Why People Misunderstand Anxiety

Did you ever play the game called “telephone” growing up? One kid whispered a secret message into the ear of the kid next to him. That kid then whispered the “same” message into the ear of the kid next to her. On and on each kid would whisper the message around the circle until you came to the last kid, who would then announce the secret message aloud.

Often the final message sounded nothing like the original message. That’s because every person has their own way of hearing and sharing information. Sometimes it’s accurate – sometimes it’s not.

In this way, you could say that language is a necessary evil. Without it we would not be able to share ideas and information with each other. But when each person has their own language filters, information can become skewed.

If you are seeking an anxiety disorder coach, we are here to assist you. Personal information and language filters can make discussing and understanding anxiety disorders difficult. While we all experience anxious moments from time to time, 18% of adults in the United States are actually affected by a form of anxiety disorder.

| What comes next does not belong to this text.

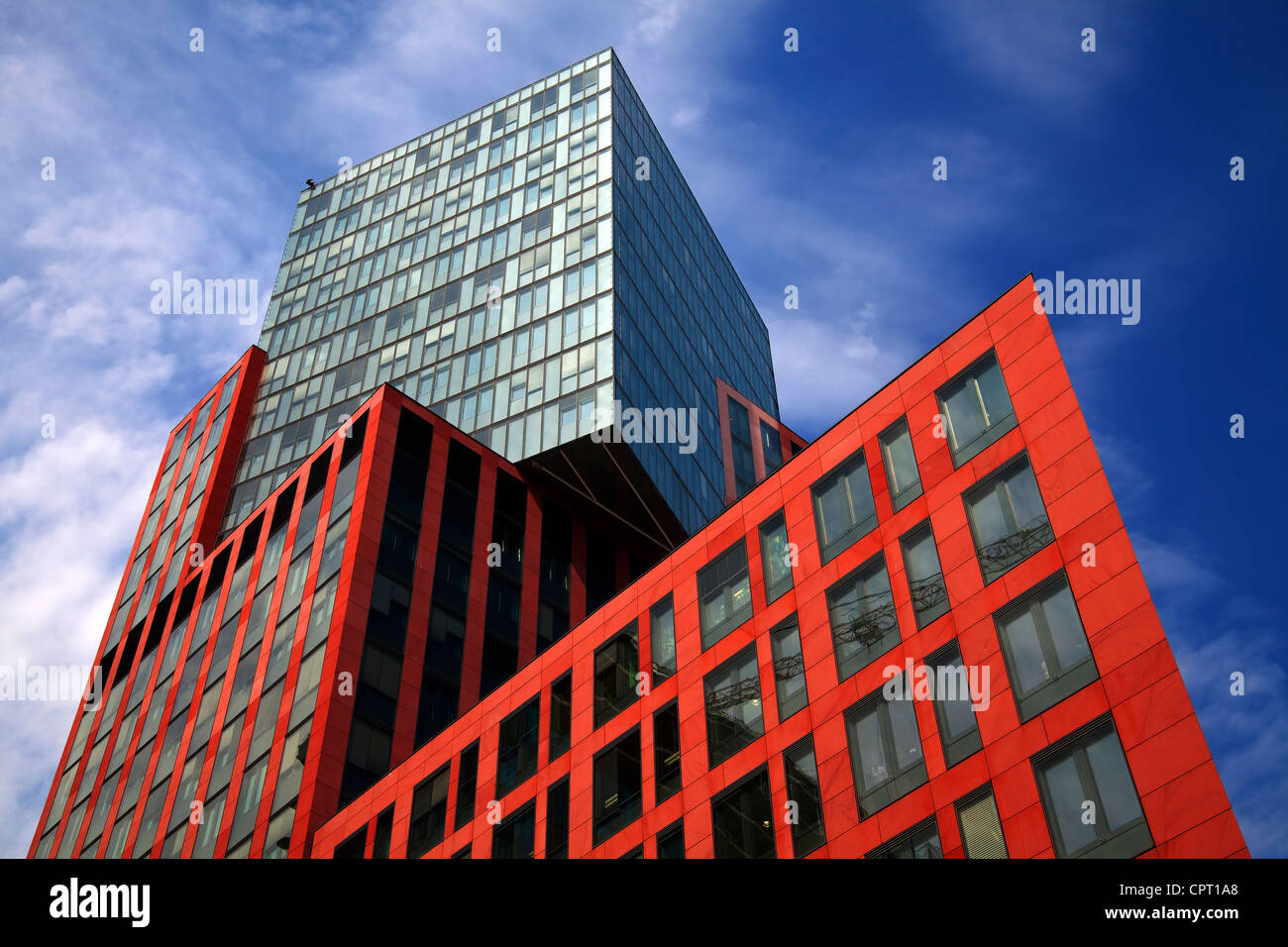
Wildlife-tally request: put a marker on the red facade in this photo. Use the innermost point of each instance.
(1131, 686)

But how many times have you heard a friend or a coworker say something like, “I was totally having a panic attack yesterday when you didn’t show up!” They weren’t actually having a panic attack, they were merely concerned you were late.

When everyone assumes they have an issue with anxiety, they believe they have first-hand experience of the disorder and therefor know what it is. But using certain language that may or may not be accurate to convey a common feeling (ie – being nervous before a job interview) is not the same thing as truly knowing something.

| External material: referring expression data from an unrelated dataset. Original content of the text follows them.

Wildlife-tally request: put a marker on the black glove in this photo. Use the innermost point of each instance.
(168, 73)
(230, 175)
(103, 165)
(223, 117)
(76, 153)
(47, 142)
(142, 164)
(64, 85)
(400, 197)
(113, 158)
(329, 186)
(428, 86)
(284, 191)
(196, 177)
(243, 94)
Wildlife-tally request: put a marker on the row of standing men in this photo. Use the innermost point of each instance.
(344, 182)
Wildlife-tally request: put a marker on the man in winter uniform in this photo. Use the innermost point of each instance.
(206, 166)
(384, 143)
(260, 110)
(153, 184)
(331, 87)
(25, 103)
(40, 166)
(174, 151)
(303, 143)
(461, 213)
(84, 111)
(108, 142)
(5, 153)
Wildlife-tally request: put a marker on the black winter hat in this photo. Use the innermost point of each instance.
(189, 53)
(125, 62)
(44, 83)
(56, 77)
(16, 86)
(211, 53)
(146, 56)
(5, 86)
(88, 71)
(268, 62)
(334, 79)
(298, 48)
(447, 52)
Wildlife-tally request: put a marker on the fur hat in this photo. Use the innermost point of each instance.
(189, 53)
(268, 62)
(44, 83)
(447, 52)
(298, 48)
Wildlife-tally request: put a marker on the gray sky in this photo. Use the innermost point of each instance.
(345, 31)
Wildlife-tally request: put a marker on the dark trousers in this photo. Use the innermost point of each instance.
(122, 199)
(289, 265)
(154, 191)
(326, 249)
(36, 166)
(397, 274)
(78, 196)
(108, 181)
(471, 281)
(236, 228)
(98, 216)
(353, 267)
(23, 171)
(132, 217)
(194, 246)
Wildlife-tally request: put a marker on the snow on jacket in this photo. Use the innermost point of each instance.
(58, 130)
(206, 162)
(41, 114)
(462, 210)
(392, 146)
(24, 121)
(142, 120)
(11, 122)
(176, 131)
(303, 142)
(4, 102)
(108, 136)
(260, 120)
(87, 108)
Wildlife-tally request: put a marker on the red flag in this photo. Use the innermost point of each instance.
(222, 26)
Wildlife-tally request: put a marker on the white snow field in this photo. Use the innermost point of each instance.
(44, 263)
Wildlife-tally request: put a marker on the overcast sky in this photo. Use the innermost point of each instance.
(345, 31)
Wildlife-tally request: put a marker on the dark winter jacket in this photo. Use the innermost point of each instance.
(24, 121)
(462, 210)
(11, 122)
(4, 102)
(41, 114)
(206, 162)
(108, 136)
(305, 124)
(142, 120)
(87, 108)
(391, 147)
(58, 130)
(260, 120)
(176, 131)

Panic Disorder VS Social Anxiety

There are two main types of anxiety disorder and for this discussion, it’s important to make the distinction between each.

Panic Disorder

People who have been diagnosed with and suffer from panic disorder believe very strongly that the “panic attacks” they experience mean something is physically very wrong with them. For instance, many sufferers believe they are having a heart attack. Some may believe the dizziness and shortness of breath is a result of some serious and undiagnosed illness such as a brain tumor.

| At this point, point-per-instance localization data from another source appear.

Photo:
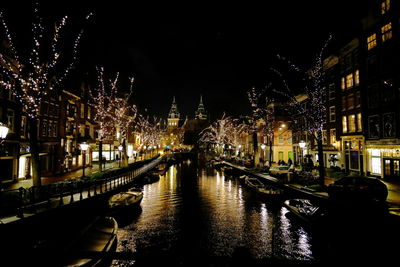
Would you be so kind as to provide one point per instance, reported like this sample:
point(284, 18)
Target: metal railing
point(22, 201)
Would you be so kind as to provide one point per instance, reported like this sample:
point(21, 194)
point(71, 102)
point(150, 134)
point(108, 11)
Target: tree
point(38, 74)
point(314, 113)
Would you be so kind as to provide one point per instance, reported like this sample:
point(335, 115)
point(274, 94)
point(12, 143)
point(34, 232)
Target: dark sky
point(217, 50)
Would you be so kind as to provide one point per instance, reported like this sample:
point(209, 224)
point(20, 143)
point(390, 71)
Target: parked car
point(358, 188)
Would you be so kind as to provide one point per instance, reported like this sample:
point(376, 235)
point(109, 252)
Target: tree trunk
point(321, 164)
point(34, 148)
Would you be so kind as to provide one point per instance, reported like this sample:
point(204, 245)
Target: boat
point(95, 245)
point(129, 198)
point(305, 210)
point(253, 183)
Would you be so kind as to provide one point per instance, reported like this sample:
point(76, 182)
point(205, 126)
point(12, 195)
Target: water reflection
point(203, 214)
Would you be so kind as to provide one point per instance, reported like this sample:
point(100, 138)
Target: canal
point(197, 216)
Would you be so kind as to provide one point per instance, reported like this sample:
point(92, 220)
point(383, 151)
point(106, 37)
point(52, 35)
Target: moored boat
point(130, 198)
point(95, 245)
point(305, 210)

Social Anxiety Disorder (Social Phobia)

People with social anxiety disorder experience anxiety when faced with social situations. They do not believe their anxiety is related to an illness or disease, yet have little control over their fear of social interactions. Their anxiety becomes debilitating when the person feels they may be singled out, embarrassed or ridiculed.

People who suffer from social anxiety disorder will do anything to alleviate their fear. This means decreasing the amount of social interactions they have on a daily basis as much as possible. This disorder negatively impacts the person’s ability to emotionally connect with others, and holds them back in their career and academic life.

Because of language discrepancies, those who don’t have an anxiety disorder sometimes believe they do, while those that do may assume they don’t.

The main point to get across here is this:

It is normal to feel anxious, fearful and worried from time to time. But feeling anxiety on a daily basis, to the point where you are concerned for your physical health or are compromising your career and personal relationships is not normal.

Anxiety Disorders Are Treatable

No one should have to live with a debilitating anxiety disorder. The good news is, anxiety disorders are treatable. A therapist can help to uncover the root cause of the fear and provide tools and strategies to cope.